Hints have been there all the way, even covers-wise: a submarine on this band’s 2012’s debut "Diving Bell" and an antenna on its next year’s successor "The Weight Of The World" clearly demonstrated the musicians’ preoccupation with waves – water and aerial. Nothing, still, hinted at the Oxfordians’ desire to revive the ideas harking back to 2002, when singing guitarist Joff Winks, bassist Brad Waissman and keyboard player Matt Baber were part of ANTIQUE SEEKING NUNS. But if the seeds of the dystopian tale, told in the CD booklet now, were sown early on, it took a more mature approach from the ensemble to flesh it out in sounds – lush enough to span across two discs – although to what extent music and lyrics reflect the story is a totally different question.
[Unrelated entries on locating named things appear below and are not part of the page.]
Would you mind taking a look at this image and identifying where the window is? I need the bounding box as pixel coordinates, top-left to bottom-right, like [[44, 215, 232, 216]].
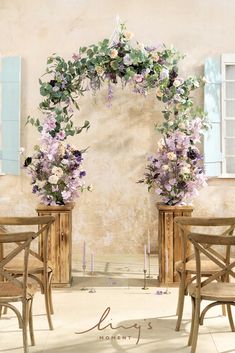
[[0, 56, 21, 175], [221, 54, 235, 177]]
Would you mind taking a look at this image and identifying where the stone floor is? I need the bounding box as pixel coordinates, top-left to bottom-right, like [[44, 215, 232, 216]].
[[0, 256, 235, 353]]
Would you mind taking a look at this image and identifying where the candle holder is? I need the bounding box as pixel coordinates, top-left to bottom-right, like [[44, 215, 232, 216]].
[[146, 253, 153, 278], [142, 270, 148, 290], [80, 263, 88, 291], [88, 271, 96, 293]]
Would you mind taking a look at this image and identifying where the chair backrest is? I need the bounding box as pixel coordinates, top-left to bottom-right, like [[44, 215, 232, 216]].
[[174, 217, 235, 264], [188, 233, 235, 295], [0, 232, 36, 298], [0, 216, 55, 271]]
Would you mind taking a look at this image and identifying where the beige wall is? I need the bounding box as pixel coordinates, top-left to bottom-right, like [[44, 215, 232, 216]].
[[0, 0, 235, 253]]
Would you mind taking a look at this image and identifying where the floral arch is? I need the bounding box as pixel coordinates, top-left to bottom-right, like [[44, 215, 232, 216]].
[[24, 24, 207, 205]]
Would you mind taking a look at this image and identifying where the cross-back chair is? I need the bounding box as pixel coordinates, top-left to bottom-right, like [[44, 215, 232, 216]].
[[174, 217, 235, 331], [0, 232, 37, 353], [188, 233, 235, 353], [0, 216, 54, 330]]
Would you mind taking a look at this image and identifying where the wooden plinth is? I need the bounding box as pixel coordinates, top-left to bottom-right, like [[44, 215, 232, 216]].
[[36, 203, 74, 287], [157, 203, 193, 284]]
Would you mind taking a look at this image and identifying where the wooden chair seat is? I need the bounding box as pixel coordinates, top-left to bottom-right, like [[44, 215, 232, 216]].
[[188, 282, 235, 302], [0, 282, 37, 302], [174, 217, 235, 331], [176, 260, 222, 275], [5, 256, 52, 274], [0, 216, 55, 330]]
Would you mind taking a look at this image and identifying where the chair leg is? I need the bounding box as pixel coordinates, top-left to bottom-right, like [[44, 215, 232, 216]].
[[175, 274, 186, 331], [190, 299, 200, 353], [222, 304, 226, 316], [226, 304, 235, 332], [29, 298, 35, 346], [48, 272, 54, 315], [44, 282, 54, 330], [22, 301, 29, 353], [188, 297, 195, 346]]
With a certain complementation in place, here’s a wide canvas for the quintet to paint on, and they do it unhurriedly, “Desolation Song” flowing in softly, if showing the funky signs of anxiety under its envelope of a melody, before the acoustic layer in “Drastic Attic” introduces a folk motif to the proceedings. When vibes sprinkle the punchy interplay on “Chat Show” and the falsetto-formed “Out Of Mind,” desperation turns sweet which sharpens the piece’s message, but the riffs leading into “Theft” make room for a piano and synthesizers only to regain control and up the rage. In its turn, the vocal-less “Cat Factory” overlaps mellifluously from art-rock into fusion, as its bottom end ebbs throughout the cut, while “On The Beach” floats on an organ solo offering a pre-storm calm, yet “End Of The Line” loses the impetus in its epic approach until a slider picks up the slack.
The scope’s not the problem here, as the even longer “Spanning The Eternal Abyss” proves by deepening the tune’s dynamics and pouring some idiosyncrasy, lace and, yes, radio waves in, whereas “Bubble Trouble” gets high on vibraphone’s ripple – jazzily riveting. And the finale, “Settle Down,” is living up to its title without, for once, following the story’s return to its beginning. As a result, there’s a light in the end of the tunnel, and it’s beautiful: thus, the HUM is impossible to ignore anymore.